Here's another use-case: I want a factory for mutables in my OuterClass without having to invoke copy:
class OuterClass(object):
class DTemplate(dict):
def __init__(self):
self.update({'key1': [1,2,3],
'key2': {'subkey': [4,5,6]})
def __init__(self):
self.outerclass_dict = {
'outerkey1': self.DTemplate(),
'outerkey2': self.DTemplate()}
obj = OuterClass()
obj.outerclass_dict['outerkey1']['key2']['subkey'].append(4)
assert obj.outerclass_dict['outerkey2']['key2']['subkey'] == [4,5,6]
I prefer this pattern over the #staticmethod decorator you would otherwise use for a factory function.
I have used Python's inner classes to create deliberately buggy subclasses within unittest functions (i.e. inside def test_something():) in order to get closer to 100% test coverage (e.g. testing very rarely triggered logging statements by overriding some methods).
In retrospect it's similar to Ed's answer https://stackoverflow.com/a/722036/1101109
Such inner classes should go out of scope and be ready for garbage collection once all references to them have been removed. For instance, take the following inner.py file:
class A(object):
pass
def scope():
class Buggy(A):
"""Do tests or something"""
assert isinstance(Buggy(), A)
I get the following curious results under OSX Python 2.7.6:
>>> from inner import A, scope
>>> A.__subclasses__()
[]
>>> scope()
>>> A.__subclasses__()
[<class 'inner.Buggy'>]
>>> del A, scope
>>> from inner import A
>>> A.__subclasses__()
[<class 'inner.Buggy'>]
>>> del A
>>> import gc
>>> gc.collect()
0
>>> gc.collect() # Yes I needed to call the gc twice, seems reproducible
3
>>> from inner import A
>>> A.__subclasses__()
[]
Hint - Don't go on and try doing this with Django models, which seemed to keep other (cached?) references to my buggy classes.

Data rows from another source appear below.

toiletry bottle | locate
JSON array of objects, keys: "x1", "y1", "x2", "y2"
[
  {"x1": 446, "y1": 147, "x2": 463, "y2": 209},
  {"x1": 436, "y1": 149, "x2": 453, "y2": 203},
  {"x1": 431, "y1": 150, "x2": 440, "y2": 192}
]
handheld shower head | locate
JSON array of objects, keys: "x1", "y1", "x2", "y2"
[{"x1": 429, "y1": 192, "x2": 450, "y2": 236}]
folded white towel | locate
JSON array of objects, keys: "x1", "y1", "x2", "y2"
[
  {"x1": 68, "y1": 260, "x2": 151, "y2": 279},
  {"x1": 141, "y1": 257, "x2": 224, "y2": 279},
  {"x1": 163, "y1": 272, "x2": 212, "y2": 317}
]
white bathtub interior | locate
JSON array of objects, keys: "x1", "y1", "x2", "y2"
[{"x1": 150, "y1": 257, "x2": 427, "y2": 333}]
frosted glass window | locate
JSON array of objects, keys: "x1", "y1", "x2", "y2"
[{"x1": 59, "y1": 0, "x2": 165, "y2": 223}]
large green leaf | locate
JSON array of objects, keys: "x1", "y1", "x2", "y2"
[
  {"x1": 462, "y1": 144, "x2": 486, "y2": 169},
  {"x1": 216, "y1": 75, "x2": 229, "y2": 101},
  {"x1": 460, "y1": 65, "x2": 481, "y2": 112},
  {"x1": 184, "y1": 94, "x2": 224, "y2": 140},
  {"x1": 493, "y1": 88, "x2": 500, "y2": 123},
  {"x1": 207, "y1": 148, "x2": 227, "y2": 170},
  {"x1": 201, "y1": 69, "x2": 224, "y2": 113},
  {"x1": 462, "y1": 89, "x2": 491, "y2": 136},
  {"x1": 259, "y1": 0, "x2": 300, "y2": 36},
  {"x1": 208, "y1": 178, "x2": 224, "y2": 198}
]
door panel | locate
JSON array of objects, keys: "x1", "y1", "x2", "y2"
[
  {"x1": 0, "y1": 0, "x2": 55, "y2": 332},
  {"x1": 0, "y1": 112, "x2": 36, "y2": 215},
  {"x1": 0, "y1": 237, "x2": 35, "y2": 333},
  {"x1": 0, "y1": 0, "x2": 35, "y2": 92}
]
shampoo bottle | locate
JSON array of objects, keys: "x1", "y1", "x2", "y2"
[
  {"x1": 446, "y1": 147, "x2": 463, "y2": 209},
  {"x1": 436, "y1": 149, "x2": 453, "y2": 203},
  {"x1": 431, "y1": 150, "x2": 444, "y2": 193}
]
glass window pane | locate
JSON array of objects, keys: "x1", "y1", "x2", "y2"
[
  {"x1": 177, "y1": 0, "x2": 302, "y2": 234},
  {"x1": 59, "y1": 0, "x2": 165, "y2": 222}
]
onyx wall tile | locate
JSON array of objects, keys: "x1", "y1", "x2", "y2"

So in general, I wouldn't recommend using inner classes for this kind of purpose unless you really do value that 100% test coverage and can't use other methods. Though I think it's nice to be aware that if you use the __subclasses__(), that it can sometimes get polluted by inner classes. Either way if you followed this far, I think we're pretty deep into Python at this point, private dunderscores and all.